London Bridge: Guignol's Band II
- First English-language edition
- Author: Louis-Ferdinand Céline
- Original title: Le Pont de Londres
- Translator: Dominic Di Bernardi
- Language: French
- Publisher: 20 March 1964 Éditions Gallimard 1995 Dalkey Archive Press
- Publication place: France
- Pages: 410

= London Bridge: Guignol's Band II =

1964 novel by Louis-Ferdinand Céline

London Bridge: Guignol's Band II (Le Pont de Londres) is a novel by the French writer Louis-Ferdinand Céline, published posthumously in 1964. The story follows Ferdinand, an invalid French World War I veteran who lives in exile in London, where he is involved with questionable people and falls in love with a 14-year-old girl.
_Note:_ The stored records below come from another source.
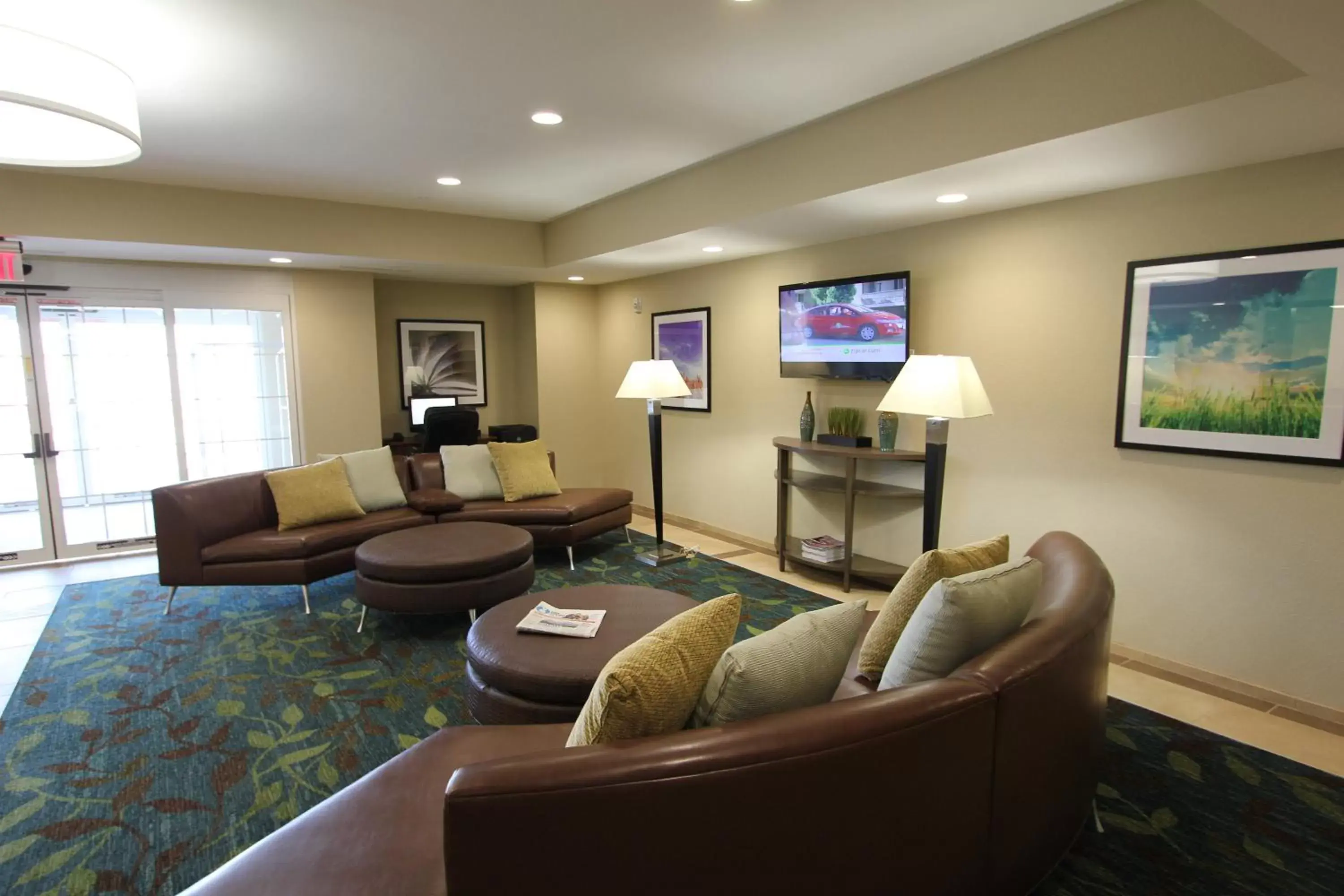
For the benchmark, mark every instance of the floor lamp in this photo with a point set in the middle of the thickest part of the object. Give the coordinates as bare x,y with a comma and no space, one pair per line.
939,388
654,382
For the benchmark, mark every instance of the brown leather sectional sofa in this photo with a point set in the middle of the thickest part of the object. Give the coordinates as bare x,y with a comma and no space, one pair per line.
974,785
224,531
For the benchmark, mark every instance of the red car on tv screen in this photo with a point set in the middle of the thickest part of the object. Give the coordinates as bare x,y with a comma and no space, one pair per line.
850,322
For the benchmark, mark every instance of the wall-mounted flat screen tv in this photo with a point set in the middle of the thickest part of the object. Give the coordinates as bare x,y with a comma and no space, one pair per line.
855,328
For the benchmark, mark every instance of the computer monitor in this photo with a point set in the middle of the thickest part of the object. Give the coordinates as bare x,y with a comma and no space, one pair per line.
421,405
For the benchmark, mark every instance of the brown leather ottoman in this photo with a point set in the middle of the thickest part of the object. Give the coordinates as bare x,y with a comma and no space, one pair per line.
444,569
515,677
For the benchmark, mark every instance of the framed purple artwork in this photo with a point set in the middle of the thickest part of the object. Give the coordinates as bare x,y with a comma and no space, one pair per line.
683,338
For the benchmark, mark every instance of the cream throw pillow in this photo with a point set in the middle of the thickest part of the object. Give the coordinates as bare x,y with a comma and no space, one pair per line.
525,470
651,687
314,493
373,478
961,618
470,473
914,585
796,664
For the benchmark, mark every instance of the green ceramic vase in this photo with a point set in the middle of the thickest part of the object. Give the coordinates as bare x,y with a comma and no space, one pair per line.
807,421
887,431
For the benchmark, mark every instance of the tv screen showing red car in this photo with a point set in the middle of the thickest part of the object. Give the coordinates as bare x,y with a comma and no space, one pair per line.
855,328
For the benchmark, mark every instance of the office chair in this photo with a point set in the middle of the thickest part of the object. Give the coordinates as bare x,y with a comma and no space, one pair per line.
451,426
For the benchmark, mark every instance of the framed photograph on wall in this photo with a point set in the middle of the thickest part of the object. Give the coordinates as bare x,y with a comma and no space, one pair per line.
683,338
440,359
1237,354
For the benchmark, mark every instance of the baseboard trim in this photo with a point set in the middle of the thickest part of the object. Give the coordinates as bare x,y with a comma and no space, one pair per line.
1248,695
703,528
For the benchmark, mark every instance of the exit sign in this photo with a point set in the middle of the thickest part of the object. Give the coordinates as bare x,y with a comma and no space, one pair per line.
11,263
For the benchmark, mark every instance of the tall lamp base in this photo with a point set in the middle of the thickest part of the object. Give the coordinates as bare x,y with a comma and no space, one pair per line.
936,462
660,556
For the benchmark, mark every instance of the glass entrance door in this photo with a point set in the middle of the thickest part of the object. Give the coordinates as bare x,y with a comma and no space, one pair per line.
25,511
112,437
108,393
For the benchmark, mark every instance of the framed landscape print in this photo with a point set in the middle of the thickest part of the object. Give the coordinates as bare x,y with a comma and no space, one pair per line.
1237,354
683,338
440,359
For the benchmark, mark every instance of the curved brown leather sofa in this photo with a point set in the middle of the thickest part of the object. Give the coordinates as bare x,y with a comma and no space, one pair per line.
222,531
972,785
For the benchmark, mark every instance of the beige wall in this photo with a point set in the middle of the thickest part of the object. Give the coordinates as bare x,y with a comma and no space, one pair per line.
448,302
82,207
338,362
525,355
569,398
1229,566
It is the sequel to Céline's 1944 novel Guignol's Band.

==Reception==
The book was reviewed in Publishers Weekly in 1995: "Whatever one thinks of Celine's politics, it's hard to deny his position as an innovative, influential and still readable writer." The critic described some of the novel's plot elements, and wrote: "All this may sound distasteful, but this is the hard-edged world so perfectly suited to Celine's slangy, propulsive language, filled with ellipses and exclamation marks[.] Celine at his most grizzly is also Celine at his most maniacally funny[.]" The review ended: "Ferdinand is a semi-autobiographical character—like him, Celine was injured in the war and subsequently went to London—and, perhaps because of this personal connection, there is always a hint of vulnerability under the carapace of Celine's perpetual cynicism."